As I posted earlier I sold my nitro reg and handed in my BOC bottle but the stout tap still has pride of place in the middle of my 3 tap font.
It pours basically Guinness style heads, on CO2.

I recently removed the restrictor plate out of the tap to reduce the creaminess but because of the configuration of the tap itself - I assume - I still get a much more stouty head than from the micromatic taps on either side.
 
mckenry said:
I'm missing something here I'm sure. How can you guys carbonate your beer with CO2 as usual, put it on cellarmix, 70/30 for dispensing and get 'Guiness' type pours?
[...]
Not having a crack at anyone, just need to understand. I'm going to read the 5 pages again, but feel free to jump in and enlighten me.
As far as I read, the beer is not completely carbonated.
I think I read something that said to leave it on the CO2 as per normal, but for a shorter time.

And that's what I did.
 
Mr Wibble said:
As far as I read, the beer is not completely carbonated.
I think I read something that said to leave it on the CO2 as per normal, but for a shorter time.

And that's what I did.
I carbonate the nitro beers to about 1.2-1.6 volumes then serve them under 40psi of pressure with 30/70 mix.

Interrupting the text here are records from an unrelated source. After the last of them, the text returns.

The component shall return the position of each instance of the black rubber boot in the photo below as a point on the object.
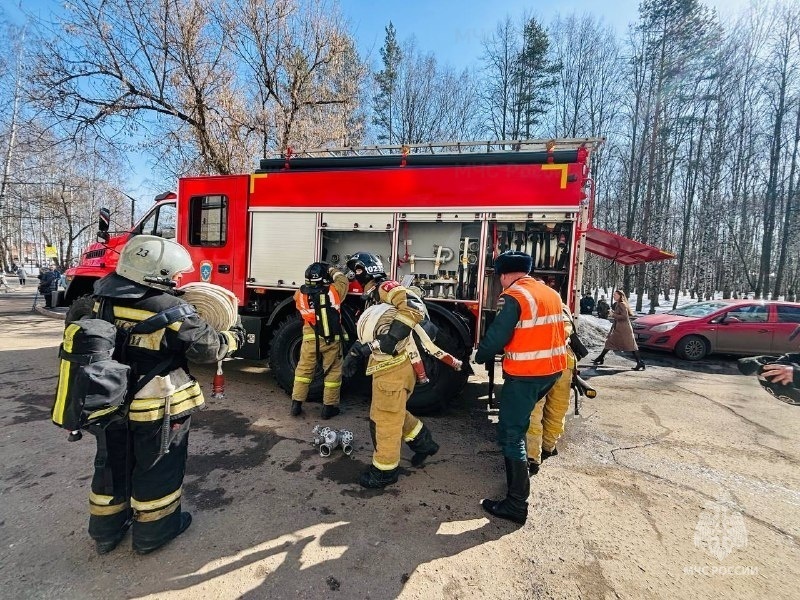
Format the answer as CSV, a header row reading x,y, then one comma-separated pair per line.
x,y
330,410
423,446
186,520
374,478
515,505
107,546
549,453
600,359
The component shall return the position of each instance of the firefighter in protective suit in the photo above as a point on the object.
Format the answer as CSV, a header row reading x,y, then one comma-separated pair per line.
x,y
133,482
393,377
529,331
547,418
319,303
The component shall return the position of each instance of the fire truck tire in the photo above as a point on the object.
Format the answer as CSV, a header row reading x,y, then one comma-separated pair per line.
x,y
445,383
284,352
81,307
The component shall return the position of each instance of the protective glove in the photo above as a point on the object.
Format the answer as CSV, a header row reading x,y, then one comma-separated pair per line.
x,y
353,361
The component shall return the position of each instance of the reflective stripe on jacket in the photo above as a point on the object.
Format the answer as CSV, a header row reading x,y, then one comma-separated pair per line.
x,y
307,311
539,344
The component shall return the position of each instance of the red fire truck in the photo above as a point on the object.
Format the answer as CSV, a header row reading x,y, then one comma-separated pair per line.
x,y
437,214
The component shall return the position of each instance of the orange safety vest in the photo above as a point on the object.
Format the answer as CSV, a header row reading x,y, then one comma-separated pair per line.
x,y
539,344
330,304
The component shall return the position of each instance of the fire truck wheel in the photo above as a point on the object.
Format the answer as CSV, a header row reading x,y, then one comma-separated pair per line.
x,y
284,352
445,383
81,307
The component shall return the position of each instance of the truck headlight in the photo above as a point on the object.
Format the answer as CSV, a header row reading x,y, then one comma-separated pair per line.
x,y
665,326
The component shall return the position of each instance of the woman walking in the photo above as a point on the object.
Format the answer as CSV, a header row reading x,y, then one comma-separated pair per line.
x,y
621,337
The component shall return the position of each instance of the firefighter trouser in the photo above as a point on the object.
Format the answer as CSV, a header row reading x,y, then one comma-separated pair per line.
x,y
331,357
390,423
547,417
517,399
128,481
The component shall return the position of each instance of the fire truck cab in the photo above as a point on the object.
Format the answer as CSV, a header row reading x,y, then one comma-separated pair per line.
x,y
437,215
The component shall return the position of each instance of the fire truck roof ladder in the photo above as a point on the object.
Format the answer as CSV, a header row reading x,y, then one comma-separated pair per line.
x,y
537,151
464,147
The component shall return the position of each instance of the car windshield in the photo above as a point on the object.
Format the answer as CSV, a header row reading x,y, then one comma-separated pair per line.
x,y
701,309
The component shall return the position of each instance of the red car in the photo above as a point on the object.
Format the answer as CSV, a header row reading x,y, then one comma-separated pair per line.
x,y
745,327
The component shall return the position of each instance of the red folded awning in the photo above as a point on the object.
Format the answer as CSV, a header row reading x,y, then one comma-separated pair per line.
x,y
620,249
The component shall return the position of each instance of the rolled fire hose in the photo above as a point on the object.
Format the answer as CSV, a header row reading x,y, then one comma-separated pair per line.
x,y
219,308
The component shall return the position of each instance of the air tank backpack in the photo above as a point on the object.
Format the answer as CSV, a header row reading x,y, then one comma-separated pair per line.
x,y
95,386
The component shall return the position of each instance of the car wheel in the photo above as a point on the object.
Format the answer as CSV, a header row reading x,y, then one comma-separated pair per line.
x,y
692,347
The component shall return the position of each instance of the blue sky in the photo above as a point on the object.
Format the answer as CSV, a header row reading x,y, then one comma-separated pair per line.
x,y
451,29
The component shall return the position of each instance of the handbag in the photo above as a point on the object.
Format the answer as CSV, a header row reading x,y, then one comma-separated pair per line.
x,y
577,346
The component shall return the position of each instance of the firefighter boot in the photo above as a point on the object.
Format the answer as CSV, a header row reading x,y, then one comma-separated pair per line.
x,y
548,453
515,505
107,546
374,478
185,521
423,446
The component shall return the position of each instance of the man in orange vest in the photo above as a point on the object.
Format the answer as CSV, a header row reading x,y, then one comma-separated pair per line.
x,y
319,302
529,331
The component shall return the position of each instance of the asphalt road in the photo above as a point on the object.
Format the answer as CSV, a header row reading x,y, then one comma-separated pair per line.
x,y
674,482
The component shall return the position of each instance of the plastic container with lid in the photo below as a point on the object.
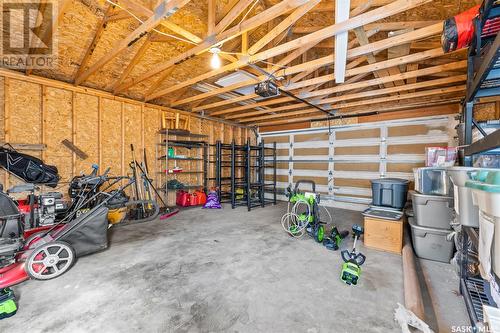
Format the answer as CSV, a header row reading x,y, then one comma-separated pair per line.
x,y
390,192
431,243
433,180
468,213
485,187
432,211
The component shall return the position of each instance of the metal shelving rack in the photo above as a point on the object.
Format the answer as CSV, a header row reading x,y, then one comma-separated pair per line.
x,y
170,138
483,76
483,80
240,174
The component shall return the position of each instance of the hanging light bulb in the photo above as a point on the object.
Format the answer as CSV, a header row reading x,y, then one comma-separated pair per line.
x,y
215,61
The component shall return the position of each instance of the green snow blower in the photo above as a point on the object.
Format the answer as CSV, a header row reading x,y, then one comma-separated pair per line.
x,y
8,306
351,269
303,213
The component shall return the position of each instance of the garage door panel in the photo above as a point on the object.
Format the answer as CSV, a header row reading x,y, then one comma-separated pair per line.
x,y
311,137
310,151
310,166
357,167
317,180
358,134
410,130
371,150
403,167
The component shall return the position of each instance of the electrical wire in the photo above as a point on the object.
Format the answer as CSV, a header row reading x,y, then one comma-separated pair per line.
x,y
155,30
292,223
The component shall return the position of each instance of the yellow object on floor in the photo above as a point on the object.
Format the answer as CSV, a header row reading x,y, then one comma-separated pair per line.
x,y
116,215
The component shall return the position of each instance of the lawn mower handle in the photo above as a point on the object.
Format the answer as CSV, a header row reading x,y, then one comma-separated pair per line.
x,y
305,181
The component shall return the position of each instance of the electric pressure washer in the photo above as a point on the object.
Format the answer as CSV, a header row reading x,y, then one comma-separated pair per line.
x,y
351,269
295,223
335,239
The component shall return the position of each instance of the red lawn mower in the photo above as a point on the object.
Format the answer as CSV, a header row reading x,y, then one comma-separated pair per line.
x,y
47,252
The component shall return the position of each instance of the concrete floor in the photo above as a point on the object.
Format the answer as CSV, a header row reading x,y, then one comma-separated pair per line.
x,y
214,271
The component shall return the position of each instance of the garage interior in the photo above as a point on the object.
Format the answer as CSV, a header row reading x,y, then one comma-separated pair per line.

Its the tap that knocks that low carbonation out of solution to make the creamy head, the stout disc inside the tap wont knock the co2 out of solution without HIGH pressure, which you need nitrogen to do it.

Good to hear someone sells them, (not sure how legal that is) Im paying rental for a VT tank and its about $15 per month
 
Sorry Mckenry misunderstood your question.

The stout tap is what restricts it and makes it foam, for me anyway.

I run two bottles, the 70/30 bottle is dedicated to nitro tap.
 
mckenry said:
Thanks guys, but I understand totally the need for cellarmix and avoiding overcarbonation. I run a bar on weekends.
What I'm trying to understand is how homebrewers are getting a guinness pour, just by pushing their beer with cellarmix.
So, it seems its all about high pressure through a stout tap? (and to get the high pressure they use 70/30 to avoid over-carb) So, they're running dual bottles?
alternatively you could use 2 regulars with just the cellermix. , one set for round 6 to 10 psi for your lagers/ales and another with the higher 30psi to force the stout through the restriction plate?